Fidelização / varejo / clearing
Desenvolvimento de modelos de dados Power BI com segurança em nível de linha, relatórios SSRS e conexão de fontes REST e OData, incorporados em um ambiente SSIS/SSDT existente com versionamento via Bitbucket.
Prestador têxtil e de serviços
Entrega de BI baseada em um Enterprise Operational Data Store, dados mestres via Master Data Services, preparação de dados via Azure Synapse e Databricks, além de relatórios Power BI para Vendas e RH.
Cliente do setor público
Derivação de estruturas Kimball analisáveis a partir de uma camada Data Vault como base para relatórios de negócio, testes funcionais da lógica de métricas e preparação de dados em conformidade com a LGPD.
Seguros / telecomunicações
Redesign de um data warehouse com base em Data Vault, com camada de análise dimensional construída sobre ele como fundamento para relatórios consistentes em toda a empresa.
Controladoria / finanças / RH
Elaboração de definições de métricas de negócio diretamente com as unidades funcionais e tradução em medidas DAX consistentes, relatórios e dashboards para Controladoria, Finanças e RH.
Perguntas frequentes sobre arquitetura de BI
Você trabalha com Power BI ou com SSAS Tabular?
Com ambos.
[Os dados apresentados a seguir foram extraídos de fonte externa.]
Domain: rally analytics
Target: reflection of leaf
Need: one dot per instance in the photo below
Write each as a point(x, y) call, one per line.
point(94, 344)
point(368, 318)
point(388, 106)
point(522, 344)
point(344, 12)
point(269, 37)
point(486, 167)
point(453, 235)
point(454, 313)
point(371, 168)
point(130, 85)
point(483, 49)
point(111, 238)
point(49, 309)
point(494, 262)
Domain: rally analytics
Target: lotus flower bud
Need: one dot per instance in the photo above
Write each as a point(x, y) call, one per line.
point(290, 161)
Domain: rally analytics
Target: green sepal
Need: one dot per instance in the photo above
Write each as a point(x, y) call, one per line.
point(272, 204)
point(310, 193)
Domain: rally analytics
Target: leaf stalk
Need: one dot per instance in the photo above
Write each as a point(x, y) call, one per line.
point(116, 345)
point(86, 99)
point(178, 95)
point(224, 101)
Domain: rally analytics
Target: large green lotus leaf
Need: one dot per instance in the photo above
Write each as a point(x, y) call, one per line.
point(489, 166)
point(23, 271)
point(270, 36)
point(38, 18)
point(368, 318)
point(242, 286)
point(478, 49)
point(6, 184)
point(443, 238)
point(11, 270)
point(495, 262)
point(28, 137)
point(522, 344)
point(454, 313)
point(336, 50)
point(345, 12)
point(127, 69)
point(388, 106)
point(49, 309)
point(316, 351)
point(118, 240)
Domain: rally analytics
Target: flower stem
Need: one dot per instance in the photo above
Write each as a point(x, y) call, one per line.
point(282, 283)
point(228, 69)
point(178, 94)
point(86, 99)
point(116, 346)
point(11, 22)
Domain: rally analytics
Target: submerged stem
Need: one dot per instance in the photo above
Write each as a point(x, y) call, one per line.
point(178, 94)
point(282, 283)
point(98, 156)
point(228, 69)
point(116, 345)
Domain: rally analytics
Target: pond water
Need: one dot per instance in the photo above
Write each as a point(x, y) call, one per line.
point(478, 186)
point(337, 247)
Os dois utilizam o mesmo motor VertiPaq e o DAX. Para modelos grandes, de uso corporativo, com governança rigorosa, frequentemente opto por modelos Tabular centrais; para cenários ágeis, por datasets certificados do Power BI — muitas vezes em combinação.
Por que o esquema estrela é tão importante?
Porque o motor VertiPaq trabalha com ele de forma mais eficiente e porque mantém a modelagem compreensível. Um esquema estrela limpo é a base para performance e para métricas consistentes.
Como você garante que cada usuário veja apenas os dados permitidos?
Por meio de segurança em nível de linha, geralmente dinâmica via tabela de permissões e USERPRINCIPALNAME(). A segurança é aplicada no modelo, não via filtros manuais em relatórios, e testada minuciosamente com diferentes contextos de usuário.
Meu relatório do Power BI está lento — qual é a causa?
Geralmente na modelagem ou em DAX ineficiente, raramente no volume puro de dados. Com o Performance Analyzer e o DAX Studio, encontro a causa e otimizo de forma direcionada — frequentemente via redução de cardinalidade, esquema estrela limpo ou tabelas de agregação.
É possível habilitar self-service de BI sem arriscar crescimento desordenado?
Sim. Por meio de uma camada semântica central e certificada e de regras claras de governança. As áreas de negócio constroem seus próprios relatórios sobre um modelo de dados verificado e seguro — o que combina flexibilidade com consistência.
Em quais idiomas podemos trabalhar?
Em português, alemão e inglês — em todos de forma fluente, inclusive em discussões técnicas e de negócio.